Sexy. That elusive adjective. The feeder of all sexual insecurities. The mythologising force which describes not the sexual act but keeps us all alert in the haziness of its mirage. Vanessa Kisuule’s one-woman show debunks and satirises the received projections and anxieties associated with that word, felt by women from early adolescence through to adult life. Sexy is about the individual women swimming amidst the disparate models of sexiness handed down to her, men’s approval or denial of her body and staying afloat while sensing a growing disconnect between herself and these encircling idealisations. It is not so much a dramatic monologue as it is a mise-en-scene of a teenage girl’s bedroom: the audience is recast as the mirror and the stage lights the hairbrush. Cue provocative dancing, twirling and pirouetting and flesh-slapping alongside lip-syncing and a comic, honest commentary. It would be difficult not to empathise with such run-throughs of anxious narcissism and to become absorbed in some of Kisuule’s personal experiences, even for the straight white men in the audience.
Loosely adopting an autobiographical narrative, Kisuule weaves together a performance built around her body movements, her lingerie attire, anecdotal monologues, spoken word poetry, a film projector and her own occasional voice overs.

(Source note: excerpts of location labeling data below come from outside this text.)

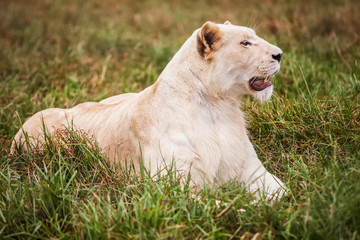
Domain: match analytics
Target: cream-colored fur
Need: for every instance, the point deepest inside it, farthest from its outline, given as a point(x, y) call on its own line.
point(191, 115)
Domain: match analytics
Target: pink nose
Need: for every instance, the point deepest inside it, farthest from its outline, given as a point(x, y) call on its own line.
point(277, 57)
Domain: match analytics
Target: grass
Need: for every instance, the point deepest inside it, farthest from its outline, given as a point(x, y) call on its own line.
point(61, 53)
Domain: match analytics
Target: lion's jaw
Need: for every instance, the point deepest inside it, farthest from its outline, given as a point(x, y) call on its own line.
point(237, 62)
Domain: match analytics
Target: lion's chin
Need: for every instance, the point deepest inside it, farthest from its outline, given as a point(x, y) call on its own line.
point(264, 95)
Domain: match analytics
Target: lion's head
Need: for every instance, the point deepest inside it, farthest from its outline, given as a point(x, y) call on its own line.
point(239, 61)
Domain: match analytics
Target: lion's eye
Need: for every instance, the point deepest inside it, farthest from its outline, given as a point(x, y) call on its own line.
point(245, 43)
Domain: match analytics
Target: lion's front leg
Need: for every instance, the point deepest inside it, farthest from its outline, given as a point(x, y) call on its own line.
point(259, 181)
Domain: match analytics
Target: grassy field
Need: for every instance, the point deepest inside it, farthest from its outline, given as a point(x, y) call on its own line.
point(61, 53)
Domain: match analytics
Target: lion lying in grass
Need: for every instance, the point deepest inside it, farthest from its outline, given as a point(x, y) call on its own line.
point(190, 116)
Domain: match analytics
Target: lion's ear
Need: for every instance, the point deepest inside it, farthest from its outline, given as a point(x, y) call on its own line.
point(208, 40)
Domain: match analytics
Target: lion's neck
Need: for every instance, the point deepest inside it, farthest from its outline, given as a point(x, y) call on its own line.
point(190, 75)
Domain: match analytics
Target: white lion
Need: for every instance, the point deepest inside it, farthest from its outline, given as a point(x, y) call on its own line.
point(191, 115)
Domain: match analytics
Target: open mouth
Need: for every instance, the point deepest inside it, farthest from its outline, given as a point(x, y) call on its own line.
point(260, 83)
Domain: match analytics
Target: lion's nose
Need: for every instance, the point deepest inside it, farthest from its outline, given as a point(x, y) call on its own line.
point(277, 57)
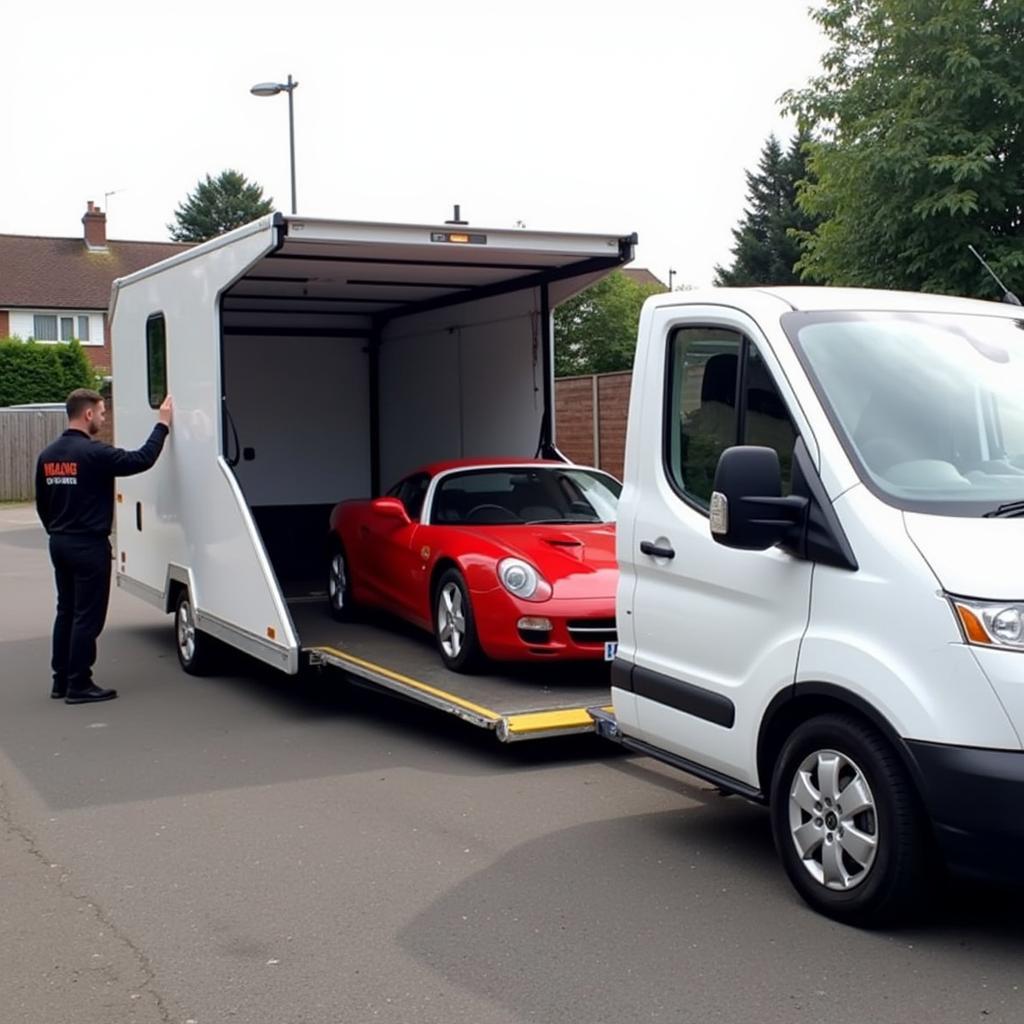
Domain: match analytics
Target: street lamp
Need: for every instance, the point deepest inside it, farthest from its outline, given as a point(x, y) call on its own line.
point(271, 89)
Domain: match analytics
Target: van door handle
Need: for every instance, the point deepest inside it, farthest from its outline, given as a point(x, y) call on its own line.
point(655, 550)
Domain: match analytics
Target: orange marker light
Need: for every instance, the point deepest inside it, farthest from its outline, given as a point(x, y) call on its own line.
point(972, 627)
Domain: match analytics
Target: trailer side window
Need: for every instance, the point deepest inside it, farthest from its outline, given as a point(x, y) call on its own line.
point(156, 358)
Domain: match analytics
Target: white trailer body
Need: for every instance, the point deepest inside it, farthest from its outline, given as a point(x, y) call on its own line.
point(313, 360)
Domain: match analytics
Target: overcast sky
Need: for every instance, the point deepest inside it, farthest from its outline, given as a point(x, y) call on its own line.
point(579, 115)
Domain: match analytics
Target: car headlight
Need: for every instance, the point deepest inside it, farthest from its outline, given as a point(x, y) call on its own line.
point(522, 580)
point(991, 624)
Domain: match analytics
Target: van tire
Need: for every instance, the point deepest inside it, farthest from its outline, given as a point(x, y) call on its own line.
point(196, 649)
point(455, 626)
point(861, 867)
point(339, 585)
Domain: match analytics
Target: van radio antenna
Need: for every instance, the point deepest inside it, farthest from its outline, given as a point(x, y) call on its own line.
point(1008, 296)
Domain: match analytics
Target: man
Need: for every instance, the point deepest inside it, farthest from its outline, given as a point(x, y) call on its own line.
point(75, 501)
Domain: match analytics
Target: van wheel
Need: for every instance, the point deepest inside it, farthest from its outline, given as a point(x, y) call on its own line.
point(846, 821)
point(196, 649)
point(339, 587)
point(455, 628)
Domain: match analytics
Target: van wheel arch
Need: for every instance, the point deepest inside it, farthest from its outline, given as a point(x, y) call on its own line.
point(798, 704)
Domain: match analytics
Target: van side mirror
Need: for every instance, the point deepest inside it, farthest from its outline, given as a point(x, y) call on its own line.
point(748, 509)
point(390, 509)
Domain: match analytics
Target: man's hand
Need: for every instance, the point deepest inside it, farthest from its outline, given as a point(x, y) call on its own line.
point(166, 412)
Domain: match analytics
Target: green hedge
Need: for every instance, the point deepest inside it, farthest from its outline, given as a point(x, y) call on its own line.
point(34, 372)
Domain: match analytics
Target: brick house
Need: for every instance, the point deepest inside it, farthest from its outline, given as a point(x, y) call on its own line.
point(54, 290)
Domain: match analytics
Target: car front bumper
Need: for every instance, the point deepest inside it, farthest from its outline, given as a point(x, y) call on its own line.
point(975, 799)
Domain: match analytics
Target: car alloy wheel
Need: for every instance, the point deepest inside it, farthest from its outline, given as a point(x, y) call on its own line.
point(451, 621)
point(455, 628)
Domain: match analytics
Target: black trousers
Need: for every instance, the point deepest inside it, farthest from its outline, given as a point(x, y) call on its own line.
point(82, 567)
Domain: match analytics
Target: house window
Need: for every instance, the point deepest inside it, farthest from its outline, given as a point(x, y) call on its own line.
point(60, 327)
point(44, 328)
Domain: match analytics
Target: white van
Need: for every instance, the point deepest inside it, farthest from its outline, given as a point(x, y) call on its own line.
point(821, 596)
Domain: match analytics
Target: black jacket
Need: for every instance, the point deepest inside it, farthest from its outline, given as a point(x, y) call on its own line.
point(75, 480)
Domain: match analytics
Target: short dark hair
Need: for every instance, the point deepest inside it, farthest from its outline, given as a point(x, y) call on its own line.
point(80, 399)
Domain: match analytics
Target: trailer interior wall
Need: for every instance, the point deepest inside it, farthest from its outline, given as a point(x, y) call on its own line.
point(301, 411)
point(463, 381)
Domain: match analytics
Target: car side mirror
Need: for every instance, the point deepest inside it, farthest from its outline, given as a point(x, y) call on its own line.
point(748, 510)
point(390, 508)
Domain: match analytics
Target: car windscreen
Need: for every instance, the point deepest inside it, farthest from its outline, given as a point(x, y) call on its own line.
point(524, 495)
point(930, 408)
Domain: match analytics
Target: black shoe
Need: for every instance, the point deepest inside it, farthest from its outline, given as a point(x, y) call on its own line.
point(89, 695)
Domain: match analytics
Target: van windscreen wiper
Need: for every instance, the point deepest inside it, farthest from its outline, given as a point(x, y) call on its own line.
point(1007, 511)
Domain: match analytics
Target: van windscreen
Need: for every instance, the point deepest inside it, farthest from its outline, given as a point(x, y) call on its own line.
point(930, 408)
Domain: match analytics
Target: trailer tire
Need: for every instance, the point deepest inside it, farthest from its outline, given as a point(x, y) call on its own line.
point(455, 627)
point(339, 586)
point(196, 649)
point(864, 863)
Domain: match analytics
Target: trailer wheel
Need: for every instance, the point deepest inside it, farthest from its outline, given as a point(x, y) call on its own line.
point(339, 587)
point(455, 628)
point(847, 823)
point(196, 649)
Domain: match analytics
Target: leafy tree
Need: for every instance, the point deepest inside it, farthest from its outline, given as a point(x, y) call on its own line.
point(919, 112)
point(766, 247)
point(218, 205)
point(596, 331)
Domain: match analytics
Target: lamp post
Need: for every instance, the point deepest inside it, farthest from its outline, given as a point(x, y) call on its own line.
point(271, 89)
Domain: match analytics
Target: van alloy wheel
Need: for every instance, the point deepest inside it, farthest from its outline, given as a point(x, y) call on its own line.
point(847, 821)
point(833, 819)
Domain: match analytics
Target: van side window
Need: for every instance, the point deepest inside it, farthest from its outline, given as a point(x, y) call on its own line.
point(766, 421)
point(156, 358)
point(702, 422)
point(704, 419)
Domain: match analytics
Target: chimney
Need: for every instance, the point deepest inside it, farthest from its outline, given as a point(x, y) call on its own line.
point(95, 227)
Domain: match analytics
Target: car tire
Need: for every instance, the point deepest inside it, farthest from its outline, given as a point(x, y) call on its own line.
point(863, 863)
point(455, 626)
point(339, 586)
point(197, 650)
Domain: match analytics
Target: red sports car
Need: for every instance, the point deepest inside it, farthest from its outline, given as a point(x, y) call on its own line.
point(499, 559)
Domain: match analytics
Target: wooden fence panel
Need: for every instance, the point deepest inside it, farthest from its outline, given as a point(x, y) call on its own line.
point(24, 433)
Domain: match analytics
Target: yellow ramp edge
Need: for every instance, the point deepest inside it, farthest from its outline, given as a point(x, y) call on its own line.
point(416, 684)
point(550, 721)
point(509, 726)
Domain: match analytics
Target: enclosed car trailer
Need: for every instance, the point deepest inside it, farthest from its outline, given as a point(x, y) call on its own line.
point(313, 360)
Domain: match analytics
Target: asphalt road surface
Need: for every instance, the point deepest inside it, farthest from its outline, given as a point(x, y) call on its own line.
point(259, 849)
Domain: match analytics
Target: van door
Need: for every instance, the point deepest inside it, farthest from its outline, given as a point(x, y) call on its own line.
point(717, 630)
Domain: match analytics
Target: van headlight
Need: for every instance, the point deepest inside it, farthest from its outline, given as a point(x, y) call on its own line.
point(991, 624)
point(521, 580)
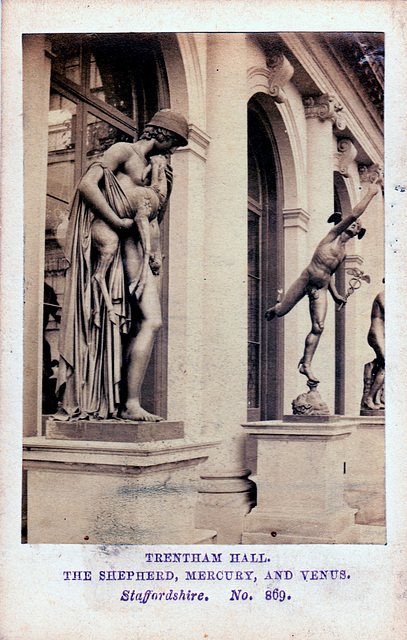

The result is a show which takes the audience through different idealisations and fetishisations of femininity, from the projections of Marilyn on the silver screen to Kissule’s own re-enactment of Sir-Mix-A-Lot’s “Baby Got Back”. During the latter, she sings a large chunk of the song without any music and then has bits of the music play-and-replay over her resolutely immobile body, thereby regaining agency over a male (and generic) fantasy of black women’s ‘big butts’ and their rhythmic dancing.
While the first half of the show centres on the various images and notions of womanhood the female individual should emulate, the second half sees a much more genuine, expressive side to Kisuule emerge: here, in her capacity as a consummate spoken word poet, she directly addresses and sets out the alarming instances of prejudice and the multi-faceted setbacks faced by women of colour in a white patriarchal world. If the initial skits about sexy women ‘getting stuff’ that most are denied get a bit trivial, then, the more intimate ruminations about masculine power, the
systems of racial oppression and the denouement of taking someone home from a club are well worth the wait.
A strip show turned on its head. A multimedia monologue. An in-depth exploration into sexiness. Vanessa Kisuule’s Sexy is an ambitious, funny and thought-provoking performance on all that hangs over sex, the female body and seeking oneself out amongst stereotypical projections. If you find yourself in dealings with any one of these things, you should head down to CPT to check it out.